Le mystère du handicap et des personnes vulnérables en ce monde nous révèle cette vérité profonde. Bien comprise, elle est une réponse absolue à la fameuse objection athée contre l’existence de Dieu : s’il est tout puissant, pourquoi laisse-t-il la souffrance enfoncer ses crocs dans l’humanité ?
« Le grand mystère de Dieu est qu’il choisit, par amour pour l’homme, de renoncer à la toute-puissance. (…) Dieu choisit ce qu’il y a de faible, de malade, de fou dans le monde pour confondre les puissants. Le faible ne touche pas notre intelligence mais notre cœur » (Croire ou ne pas croire, 2000)
Ou encore :
« Par la relation avec le pauvre, le faible ou l’enfant, le cœur, la compassion et la bonté sont éveillés, et une unité intérieure nouvelle s’établit entre le corps et l’âme. Comme si la tension entre l’intelligence et le corps trouvait une résolution mystérieuse dans cette présence au pauvre. » (Jean Vanier, Le goût du bonheur)
Le spectacle de la vulnérabilité nous interpelle. Nous sommes devant le reflet de Dieu qui se manifeste sous l’angle le plus désarmé qui soit.
« Le faible est pour moi eucharistie, icône vivante de Dieu » (Jean Vanier, Croire ou ne pas croire, 2000)
4- Quatrième leçon cardinale de Jean Vanier : le progressisme ne doit pas se muer en idolâtrie. Il faut veiller à sortir du piège narcissique de la modernité contre le passéisme. Le passé n’est pas l’ennemi de l’avenir, il s’agit d’être intelligent, de conjuguer l’un à l’autre en évitant les soustractions faciles.
« L’évolution fait partie de la vie. Les choses, comme les individus, changent. Mais cela ne veut pas dire qu’il faille tout balayer du passé.

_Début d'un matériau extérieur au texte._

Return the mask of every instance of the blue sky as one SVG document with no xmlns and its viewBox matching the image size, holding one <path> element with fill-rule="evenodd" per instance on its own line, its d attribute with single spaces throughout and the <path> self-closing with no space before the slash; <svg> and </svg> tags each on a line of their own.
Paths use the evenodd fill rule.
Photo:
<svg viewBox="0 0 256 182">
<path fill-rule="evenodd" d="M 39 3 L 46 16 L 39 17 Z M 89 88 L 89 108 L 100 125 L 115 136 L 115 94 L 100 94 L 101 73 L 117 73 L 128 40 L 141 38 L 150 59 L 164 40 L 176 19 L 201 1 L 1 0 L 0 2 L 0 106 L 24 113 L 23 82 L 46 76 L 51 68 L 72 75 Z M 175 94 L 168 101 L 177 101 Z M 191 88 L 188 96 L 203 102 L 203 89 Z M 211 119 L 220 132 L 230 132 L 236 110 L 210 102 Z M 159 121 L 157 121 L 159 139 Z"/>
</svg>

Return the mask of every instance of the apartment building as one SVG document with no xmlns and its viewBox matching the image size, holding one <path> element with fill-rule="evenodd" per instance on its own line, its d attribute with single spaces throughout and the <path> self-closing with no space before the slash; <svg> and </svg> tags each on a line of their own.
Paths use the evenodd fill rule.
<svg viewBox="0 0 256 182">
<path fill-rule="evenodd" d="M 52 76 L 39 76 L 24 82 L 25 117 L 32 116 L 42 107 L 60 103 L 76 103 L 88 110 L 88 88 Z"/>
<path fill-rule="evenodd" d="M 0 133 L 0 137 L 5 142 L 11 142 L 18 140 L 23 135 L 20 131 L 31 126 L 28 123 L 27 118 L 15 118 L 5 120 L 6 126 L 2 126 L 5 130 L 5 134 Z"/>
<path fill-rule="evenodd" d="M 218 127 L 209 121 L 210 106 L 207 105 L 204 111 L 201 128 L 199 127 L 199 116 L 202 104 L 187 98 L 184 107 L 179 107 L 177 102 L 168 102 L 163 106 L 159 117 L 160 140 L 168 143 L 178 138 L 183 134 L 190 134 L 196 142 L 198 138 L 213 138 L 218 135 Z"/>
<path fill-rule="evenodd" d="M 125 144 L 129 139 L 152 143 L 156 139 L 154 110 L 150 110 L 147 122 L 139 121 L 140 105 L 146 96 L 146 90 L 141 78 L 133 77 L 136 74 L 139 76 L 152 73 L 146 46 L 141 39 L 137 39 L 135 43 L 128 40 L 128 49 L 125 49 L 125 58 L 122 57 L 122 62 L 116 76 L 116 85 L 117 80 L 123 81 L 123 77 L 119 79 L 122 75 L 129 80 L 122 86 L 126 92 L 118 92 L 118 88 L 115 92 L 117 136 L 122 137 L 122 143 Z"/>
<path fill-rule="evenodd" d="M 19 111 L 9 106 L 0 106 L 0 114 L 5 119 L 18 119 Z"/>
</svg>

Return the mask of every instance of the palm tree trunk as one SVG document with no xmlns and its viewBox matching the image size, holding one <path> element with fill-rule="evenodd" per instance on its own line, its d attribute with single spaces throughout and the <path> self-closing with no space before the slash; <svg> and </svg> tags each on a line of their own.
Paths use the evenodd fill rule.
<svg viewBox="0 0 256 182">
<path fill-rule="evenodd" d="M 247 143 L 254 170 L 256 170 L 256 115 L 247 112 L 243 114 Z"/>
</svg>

Il y a des valeurs essentielles, profondément humaines, qu’il s’agit de préserver, non pas en les conservant embaumés dans leur cadre ancien, mais en réfléchissant à la façon de les vivre dans l’avenir. » (Jean Vanier, Accueillir notre humanité)
Ainsi, le passé peut incarner cette vulnérabilité du monde que nous sommes trop souvent enclins à balayer pour installer notre monde à nous, celui de notre génération. Il s’agit de ne pas tout déraciner, sous peine de violence terrible.